Irene was delighted when her report of this won a competition in The Daily Telegraph.
Then there was the time she was on a camping expedition from Adelaide to Darwin and had just put up the tent she was sharing with a German girl.
It was right in the middle of Australia, the featureless Outback… well, apart from this one pub, all on its own.
“We decided to go and have a drink. We opened the door expecting it to be empty because it was in the middle of nowhere but it was absolutely heaving with men.
“So we elbowed our way to the bar and ordered our drinks and the chap standing next to me said, ‘What’s a Pommy Sheila doing in a place like this?’ It was the first time I’d been called a Pommy Sheila.”

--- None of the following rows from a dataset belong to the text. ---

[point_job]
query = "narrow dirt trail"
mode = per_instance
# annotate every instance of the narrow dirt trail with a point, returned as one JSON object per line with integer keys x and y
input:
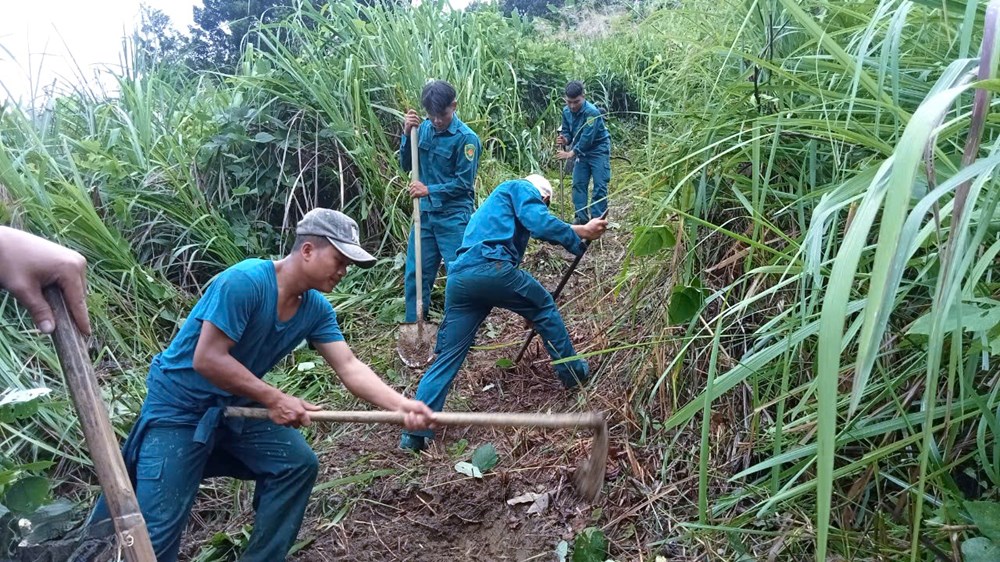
{"x": 417, "y": 507}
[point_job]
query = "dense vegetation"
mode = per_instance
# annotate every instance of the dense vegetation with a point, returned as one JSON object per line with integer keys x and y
{"x": 811, "y": 203}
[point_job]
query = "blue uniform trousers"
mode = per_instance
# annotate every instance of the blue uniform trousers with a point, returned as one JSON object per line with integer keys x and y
{"x": 171, "y": 464}
{"x": 440, "y": 237}
{"x": 470, "y": 295}
{"x": 598, "y": 167}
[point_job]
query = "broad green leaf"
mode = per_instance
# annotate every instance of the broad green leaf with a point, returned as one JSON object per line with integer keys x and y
{"x": 651, "y": 239}
{"x": 485, "y": 457}
{"x": 468, "y": 469}
{"x": 458, "y": 447}
{"x": 26, "y": 495}
{"x": 50, "y": 521}
{"x": 505, "y": 363}
{"x": 986, "y": 516}
{"x": 562, "y": 550}
{"x": 590, "y": 546}
{"x": 685, "y": 302}
{"x": 980, "y": 549}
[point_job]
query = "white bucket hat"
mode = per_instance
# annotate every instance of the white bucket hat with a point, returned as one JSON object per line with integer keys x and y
{"x": 541, "y": 184}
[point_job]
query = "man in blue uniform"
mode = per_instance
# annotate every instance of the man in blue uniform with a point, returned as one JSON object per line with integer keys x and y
{"x": 586, "y": 140}
{"x": 251, "y": 316}
{"x": 485, "y": 274}
{"x": 449, "y": 158}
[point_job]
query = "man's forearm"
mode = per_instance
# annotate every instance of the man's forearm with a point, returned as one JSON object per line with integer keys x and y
{"x": 365, "y": 384}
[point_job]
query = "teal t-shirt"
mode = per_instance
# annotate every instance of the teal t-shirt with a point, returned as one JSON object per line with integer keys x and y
{"x": 242, "y": 302}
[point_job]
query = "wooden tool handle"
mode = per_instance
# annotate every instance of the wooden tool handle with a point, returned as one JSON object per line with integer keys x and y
{"x": 86, "y": 394}
{"x": 417, "y": 254}
{"x": 490, "y": 419}
{"x": 556, "y": 293}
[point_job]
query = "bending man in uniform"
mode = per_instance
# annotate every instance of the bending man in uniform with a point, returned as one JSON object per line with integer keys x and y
{"x": 449, "y": 158}
{"x": 589, "y": 143}
{"x": 485, "y": 274}
{"x": 250, "y": 317}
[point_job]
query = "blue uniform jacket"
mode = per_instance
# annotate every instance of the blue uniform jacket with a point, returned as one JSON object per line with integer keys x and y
{"x": 448, "y": 164}
{"x": 500, "y": 229}
{"x": 586, "y": 132}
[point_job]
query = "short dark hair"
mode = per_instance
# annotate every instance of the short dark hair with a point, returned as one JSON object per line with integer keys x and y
{"x": 437, "y": 97}
{"x": 318, "y": 241}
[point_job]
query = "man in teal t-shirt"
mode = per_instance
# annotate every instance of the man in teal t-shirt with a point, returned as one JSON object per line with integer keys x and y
{"x": 251, "y": 316}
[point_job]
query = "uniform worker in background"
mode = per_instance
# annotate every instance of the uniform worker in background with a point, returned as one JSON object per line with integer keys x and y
{"x": 252, "y": 315}
{"x": 587, "y": 142}
{"x": 485, "y": 275}
{"x": 449, "y": 159}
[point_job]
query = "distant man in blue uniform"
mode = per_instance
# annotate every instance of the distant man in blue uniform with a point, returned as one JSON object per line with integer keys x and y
{"x": 485, "y": 275}
{"x": 252, "y": 316}
{"x": 587, "y": 142}
{"x": 449, "y": 158}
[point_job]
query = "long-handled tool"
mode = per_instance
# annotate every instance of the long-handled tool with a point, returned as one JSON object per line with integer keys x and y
{"x": 561, "y": 145}
{"x": 416, "y": 339}
{"x": 133, "y": 536}
{"x": 587, "y": 480}
{"x": 555, "y": 294}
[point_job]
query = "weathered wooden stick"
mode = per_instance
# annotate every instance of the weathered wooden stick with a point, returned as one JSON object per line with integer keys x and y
{"x": 587, "y": 481}
{"x": 86, "y": 394}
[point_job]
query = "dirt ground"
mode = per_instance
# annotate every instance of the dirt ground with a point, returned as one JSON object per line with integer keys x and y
{"x": 373, "y": 501}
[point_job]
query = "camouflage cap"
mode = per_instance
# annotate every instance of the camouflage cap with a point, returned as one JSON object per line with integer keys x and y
{"x": 340, "y": 230}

What Irene and her companion hadn’t seen were the light aircraft parked in rows behind the pub. At the end of the evening, their Aussie companions offered to take them up the next morning at dawn.
“As we each got into these little Cessnas, I remember thinking we were barmy. Mad! But we took off and it was absolutely magical.
“Flying over the bush at dawn, you could see the wallabies and kangaroos. And you could see roads converging on the pub like the spokes of a wheel. It was a meeting place.”
The men eventually took off, leaving Irene and friend to make their way at ground level to Alice Springs.
What, you wonder, would Lydia have made of that?
Letters from Lydia by Irene Waters is published by Troubador Publishing.